Risk‐of‐bias assessment

The risk of bias of the included studies is shown in Figure S1, Figure S2, and Table S3. All studies were rated as having a low or unclear risk of selection bias. In this domain, Hu's study generated the allocation sequence by computer and three studies ¹⁰ , ¹¹ , ¹⁴ by a random number table. The others did not describe the allocation methods used and simply indicated that the participants were randomized. None described the method of allocation concealment except Hu's study, which performed this by telephone verification with the randomization center. For anonymizing, three studies ¹⁰ , ¹² , ¹⁶ were rated as having a high risk of performance bias because they did not have a double‐anonymized design, and two studies ¹⁰ , ¹³ were rated as having a high risk of detection bias, considering that the outcome assessors were not anonymized to the treatment protocol. Of these studies, Kittinger's study was described as double‐anonymized; however, the full details of how this was achieved were not given in the published report. Additionally, Chen's study did not provide detailed information on whether the study was designed as double‐anonymized. Therefore, it is unclear whether participants, personnel, and outcome assessors were adequately anonymized in Kittinger's and Chen's studies. Hu's study was an open‐label trial; however, to minimize potential bias, the tube tip position, confirmed by abdominal radiography, was reviewed by an expert group of intensivists and radiologists without identifying information about the study participants. Thus, we rated a high risk on performance bias but a low risk on detection bias for Hu's study. All studies were considered at low risk of attrition bias and reporting bias, and five studies ¹⁰ , ¹¹ , ¹² , ¹⁴ , ¹⁵ had an unclear risk of other potential bias owing to a lack of sample size calculations.

Primary outcome

Data from seven studies comparing the success rate of the postpyloric placement of NETs between the metoclopramide and control groups with a total of 520 participants were available. When we pooled the data together, the metoclopramide group showed a significant increase in the success rate of the postpyloric placement of the NETs compared with that of the control group (RR, 1.48; 95% CI, 1.11–1.97; P = .007). The I ² value of 37% indicated moderate statistical heterogeneity (Figure 2).
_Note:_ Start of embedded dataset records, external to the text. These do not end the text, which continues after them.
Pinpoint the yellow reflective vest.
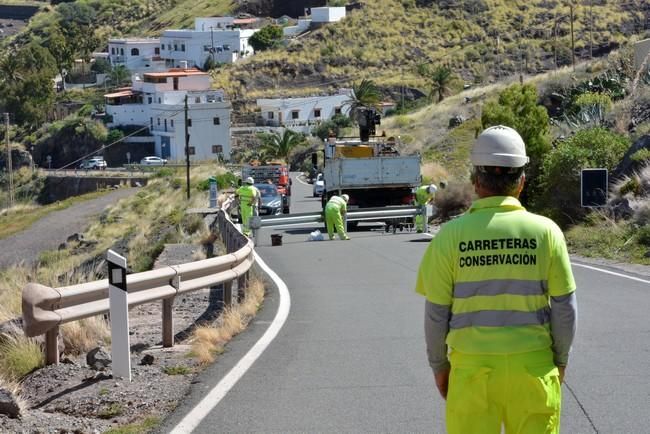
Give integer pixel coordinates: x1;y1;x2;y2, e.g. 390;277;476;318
416;196;575;354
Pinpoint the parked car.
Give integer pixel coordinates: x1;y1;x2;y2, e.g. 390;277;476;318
140;156;167;166
79;157;107;170
313;173;325;197
255;184;283;215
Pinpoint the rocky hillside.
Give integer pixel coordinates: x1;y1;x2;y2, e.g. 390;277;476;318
215;0;650;96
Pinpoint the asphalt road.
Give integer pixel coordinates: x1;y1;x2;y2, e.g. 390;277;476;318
163;174;650;434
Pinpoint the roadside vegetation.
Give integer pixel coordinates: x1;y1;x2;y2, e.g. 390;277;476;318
0;165;234;381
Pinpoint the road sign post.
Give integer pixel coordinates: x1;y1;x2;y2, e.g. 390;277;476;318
580;169;609;208
210;176;218;208
106;250;131;382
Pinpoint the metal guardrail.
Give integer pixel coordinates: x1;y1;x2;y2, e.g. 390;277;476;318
22;201;254;364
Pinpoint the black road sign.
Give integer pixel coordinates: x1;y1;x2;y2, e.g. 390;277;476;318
580;169;609;207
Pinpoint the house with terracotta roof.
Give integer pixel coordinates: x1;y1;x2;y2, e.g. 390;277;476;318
104;68;231;161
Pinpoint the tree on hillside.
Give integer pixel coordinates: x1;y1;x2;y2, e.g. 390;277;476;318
418;64;456;102
259;130;307;164
248;24;284;51
481;84;551;204
345;78;381;123
44;26;74;90
108;65;131;87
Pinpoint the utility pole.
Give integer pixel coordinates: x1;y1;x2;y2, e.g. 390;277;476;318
185;94;190;200
569;0;576;72
5;113;14;208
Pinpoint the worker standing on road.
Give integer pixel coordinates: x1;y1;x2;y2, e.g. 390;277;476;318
235;176;260;236
415;184;438;233
325;194;350;240
416;126;577;434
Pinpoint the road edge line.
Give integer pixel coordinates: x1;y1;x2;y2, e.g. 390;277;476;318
170;252;291;434
418;233;650;283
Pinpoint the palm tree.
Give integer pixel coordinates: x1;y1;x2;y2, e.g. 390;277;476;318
260;130;307;164
418;65;456;102
345;78;381;123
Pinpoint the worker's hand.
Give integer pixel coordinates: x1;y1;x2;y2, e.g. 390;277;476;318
434;369;449;399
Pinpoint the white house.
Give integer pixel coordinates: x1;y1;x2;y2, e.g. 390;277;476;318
104;69;231;160
311;6;345;23
160;17;259;68
257;89;352;133
108;38;166;73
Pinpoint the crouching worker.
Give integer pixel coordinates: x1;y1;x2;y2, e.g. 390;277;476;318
235;176;260;237
415;184;438;233
325;194;350;240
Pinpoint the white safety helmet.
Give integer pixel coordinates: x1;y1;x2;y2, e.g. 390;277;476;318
470;125;530;167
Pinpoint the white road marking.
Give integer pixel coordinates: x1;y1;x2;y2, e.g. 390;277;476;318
171;252;291;434
571;262;650;283
424;233;650;283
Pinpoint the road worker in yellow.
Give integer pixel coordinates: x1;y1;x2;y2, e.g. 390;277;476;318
235;176;260;237
415;184;438;233
325;194;350;240
416;126;577;434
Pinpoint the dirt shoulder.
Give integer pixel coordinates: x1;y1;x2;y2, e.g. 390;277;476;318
0;188;138;269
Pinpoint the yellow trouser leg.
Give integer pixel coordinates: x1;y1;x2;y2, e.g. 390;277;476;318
239;206;253;235
447;349;562;434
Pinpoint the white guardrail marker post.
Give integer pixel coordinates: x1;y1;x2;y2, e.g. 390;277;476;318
106;250;131;382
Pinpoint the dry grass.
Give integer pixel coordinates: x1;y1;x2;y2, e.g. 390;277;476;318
420;162;449;185
0;333;45;381
191;279;264;364
61;316;111;355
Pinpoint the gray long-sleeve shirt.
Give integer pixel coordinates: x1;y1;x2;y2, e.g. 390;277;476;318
424;292;578;372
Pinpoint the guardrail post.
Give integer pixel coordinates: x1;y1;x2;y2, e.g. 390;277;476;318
162;276;181;348
223;280;232;306
45;326;59;365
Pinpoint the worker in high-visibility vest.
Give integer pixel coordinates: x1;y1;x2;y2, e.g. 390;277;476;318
235;176;261;236
325;194;350;240
416;126;577;434
415;184;438;233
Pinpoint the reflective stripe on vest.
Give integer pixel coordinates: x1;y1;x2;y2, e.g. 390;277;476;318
449;279;550;329
449;307;551;329
454;279;548;298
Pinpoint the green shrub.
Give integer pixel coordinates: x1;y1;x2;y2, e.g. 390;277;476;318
636;225;650;247
536;128;629;225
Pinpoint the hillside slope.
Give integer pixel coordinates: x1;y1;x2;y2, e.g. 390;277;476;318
210;0;650;97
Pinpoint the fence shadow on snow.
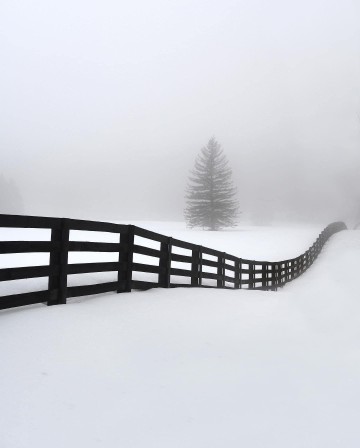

The effect of metoclopramide on the postpyloric placement of nasoenteric tubes

The results were robust to multiple sensitivity analyses, including changing to a fixed‐effect model and excluding studies that had a high risk of bias, were published in the last century, involved <20 patients, or had a weight of <2% (Figure S3). Visual inspection of the funnel plot indicated no evidence of asymmetry in the effect of metoclopramide on postpyloric placement (Figure S4), as confirmed by Egger regression test (P = .605).

However, the TSA provided the required information size of 3319 for the primary outcomes in this meta‐analysis (information deficit 2799) (Figure 3). Additionally, the cumulative z‐curve only crossed the conventional boundary, which indicated that the evidence was insufficient to reach a conclusion that metoclopramide is beneficial for the postpyloric placement of NETs, and further high‐quality, large‐sample RCTs are required.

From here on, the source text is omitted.